AI-assisted prototyping with Figma Make
In a delivery app, store tiles are the first thing a user sees when deciding where to shop. Every tile has limited space, and multiple teams want to surface different information in it — promos, delivery speed, loyalty credits, social proof badges, new store labels. The question isn't what to show. It's what not to show, and why.
I led the design of a decision framework that answers that question systematically — a priority system that evaluates 11 attributes across three display slots and determines what earns the space based on value to the user, not which team requested it.
The Problem
We had a 2-slot system with 6 attributes. It worked, but barely. As the product grew, more teams wanted to surface more information — loyalty credits, express delivery times, trending badges, high-value promos. We were heading toward 11 attributes competing for the same limited real estate, with no shared logic for who wins.
Without a framework, every new attribute would require a one-off negotiation between teams. That doesn't scale.
The Core Principle
The value of an attribute determines which slot it earns. Slot assignment is an output of value assessment, not an input. This was the foundational decision — it meant no team could claim a slot by default. Every attribute had to earn its placement by proving its value to the user.
This single principle resolved most of the cross-team tension before it started.
How the Framework Works
I designed a decision tree that every attribute passes through before it can appear on a tile.

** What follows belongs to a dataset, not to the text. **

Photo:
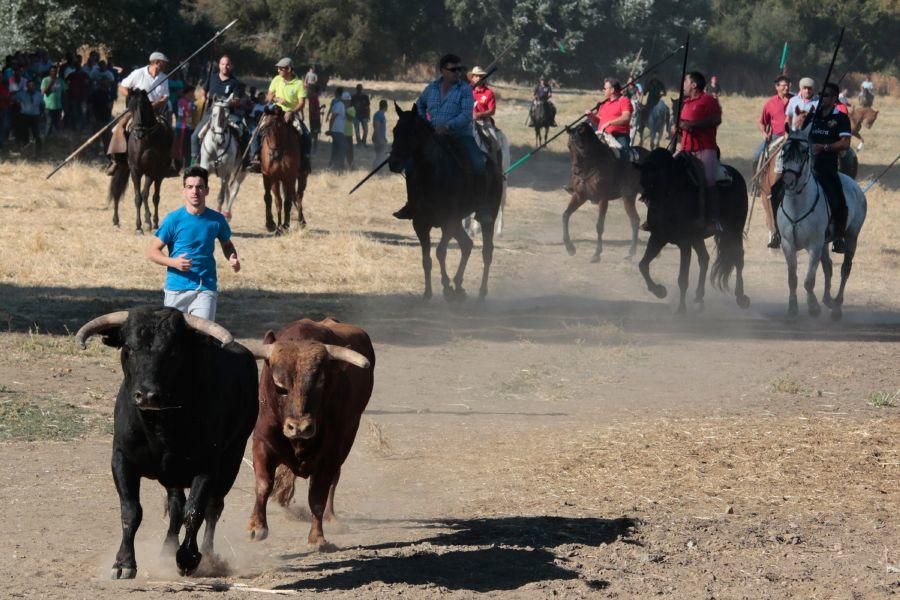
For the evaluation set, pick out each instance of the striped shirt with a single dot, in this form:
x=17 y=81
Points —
x=453 y=110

First, qualification gates. Is this a legal mandate? Does the user even have access to this attribute? If not, it doesn't display — no exceptions. Then a differentiation check: if more than 75% of stores show the same attribute, it's not helping the user decide. Suppress it.

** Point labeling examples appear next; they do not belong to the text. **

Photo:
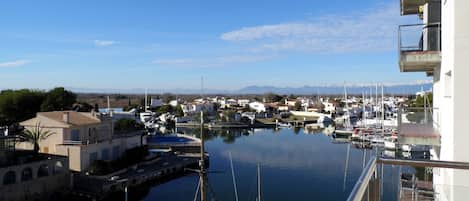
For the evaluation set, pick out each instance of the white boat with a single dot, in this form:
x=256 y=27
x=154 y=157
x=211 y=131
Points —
x=285 y=125
x=344 y=131
x=390 y=143
x=145 y=116
x=414 y=148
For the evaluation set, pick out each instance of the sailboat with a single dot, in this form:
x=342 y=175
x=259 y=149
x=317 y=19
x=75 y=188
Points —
x=347 y=130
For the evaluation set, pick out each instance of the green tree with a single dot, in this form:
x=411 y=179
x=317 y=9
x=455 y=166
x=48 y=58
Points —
x=19 y=105
x=420 y=100
x=178 y=111
x=96 y=107
x=35 y=135
x=167 y=97
x=165 y=109
x=125 y=125
x=271 y=97
x=58 y=99
x=298 y=106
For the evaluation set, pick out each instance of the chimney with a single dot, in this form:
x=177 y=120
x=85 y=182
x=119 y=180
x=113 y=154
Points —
x=66 y=117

Then, value assessment. Attributes that pass the gates get sorted into tiers — high-value financial incentives, standard financial, time and convenience, and social proof. Each tier maps to a slot and a visual treatment. A high-value promo earns a prominent badge. Social proof gets a quieter default treatment. The hierarchy is explicit: your own money (loyalty credits) beats a store's offer (promos), which beats speed claims, which beats social proof.

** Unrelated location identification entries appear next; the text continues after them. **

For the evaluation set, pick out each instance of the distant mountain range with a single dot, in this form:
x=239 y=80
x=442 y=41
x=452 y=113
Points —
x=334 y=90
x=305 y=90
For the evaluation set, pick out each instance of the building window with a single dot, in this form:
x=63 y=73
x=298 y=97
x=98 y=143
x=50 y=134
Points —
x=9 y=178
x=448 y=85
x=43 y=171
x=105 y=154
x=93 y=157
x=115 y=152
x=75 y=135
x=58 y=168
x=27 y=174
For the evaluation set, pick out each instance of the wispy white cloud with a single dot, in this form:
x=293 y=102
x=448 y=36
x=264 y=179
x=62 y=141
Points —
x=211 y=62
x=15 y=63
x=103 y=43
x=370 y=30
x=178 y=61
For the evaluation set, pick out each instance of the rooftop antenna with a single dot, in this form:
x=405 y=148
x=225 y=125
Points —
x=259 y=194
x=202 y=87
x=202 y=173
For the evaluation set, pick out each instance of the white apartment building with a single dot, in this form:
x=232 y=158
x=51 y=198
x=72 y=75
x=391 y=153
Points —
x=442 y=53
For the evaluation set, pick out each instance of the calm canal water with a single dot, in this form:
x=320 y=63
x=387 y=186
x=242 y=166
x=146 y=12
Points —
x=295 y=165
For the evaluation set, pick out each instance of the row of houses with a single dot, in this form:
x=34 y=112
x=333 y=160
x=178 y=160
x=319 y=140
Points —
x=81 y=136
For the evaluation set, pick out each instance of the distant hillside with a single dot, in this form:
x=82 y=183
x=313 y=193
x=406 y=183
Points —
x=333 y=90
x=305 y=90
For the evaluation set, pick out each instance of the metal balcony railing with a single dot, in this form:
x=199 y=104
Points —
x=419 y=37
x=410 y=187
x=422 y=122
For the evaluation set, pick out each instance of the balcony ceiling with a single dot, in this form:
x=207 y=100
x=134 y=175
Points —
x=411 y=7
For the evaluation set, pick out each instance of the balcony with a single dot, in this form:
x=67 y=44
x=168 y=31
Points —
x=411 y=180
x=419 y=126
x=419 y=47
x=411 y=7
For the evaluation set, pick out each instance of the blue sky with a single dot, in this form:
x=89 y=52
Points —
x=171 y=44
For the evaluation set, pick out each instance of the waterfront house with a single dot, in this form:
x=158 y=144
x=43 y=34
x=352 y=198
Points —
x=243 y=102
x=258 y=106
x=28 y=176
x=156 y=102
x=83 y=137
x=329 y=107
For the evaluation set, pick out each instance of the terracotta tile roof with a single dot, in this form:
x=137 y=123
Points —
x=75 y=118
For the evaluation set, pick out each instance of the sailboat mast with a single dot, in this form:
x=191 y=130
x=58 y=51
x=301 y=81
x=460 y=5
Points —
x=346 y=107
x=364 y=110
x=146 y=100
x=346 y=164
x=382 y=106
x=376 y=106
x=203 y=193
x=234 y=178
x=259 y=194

Five principles anchor the system:
- Legal mandates are absolute — they can't be displaced.
- Proven conversion wins — the cart icon earned Slot 1 with 28% order conversion data. No demotion.
- Your money beats their offer — personal loyalty credits outrank promotional offers.
- If it doesn't differentiate, don't show it.
- Empty is better than noise — an unfilled slot is fine. A low-value attribute in a prime slot is not.
Making It Tangible with AI
Before the prototype, I needed the decision tree itself. I used Gemini to work through the logic — iterating on qualification gates, debating priority hierarchies, and pressure-testing edge cases like what happens when a legal mandate and a high-value promo compete for the same slot. What would have taken hours of solo whiteboarding became a structured conversation where I could challenge each rule, refine it, and arrive at a locked framework in a fraction of the time.
A decision tree on a slide deck is useful. A decision tree you can interact with is convincing.
I used Figma Make to turn the framework into a working prototype. I fed the complete decision logic into the tool, and it generated an interactive component: three accordion panels on the left (one per slot), and a live store tile preview on the right. A stakeholder could select an attribute for Slot 1, watch the Slot 2 accordion open automatically, make a selection, then see the tile update in real time with the correct visual treatments applied.
This prototype became the alignment tool across three teams — product managers and designers from different groups could manipulate the tile themselves and immediately see how the priority logic played out. Instead of debating in a meeting about what should go where, they could test it. The framework went from abstract to self-evident.
What I Took Away
The hierarchy was always the real output — not the visual design of the tile itself. Whether the tile has three slots, two, or one, the question of what earns the space doesn't change. The framework answers that question for any configuration, which is what makes it durable.
And using AI to prototype the decision logic cut weeks out of what would have otherwise been a long alignment cycle. Instead of presenting a static framework and asking teams to imagine how it works, I gave them something to use. That changed the conversation from "I think this should be different" to "I can see how this works."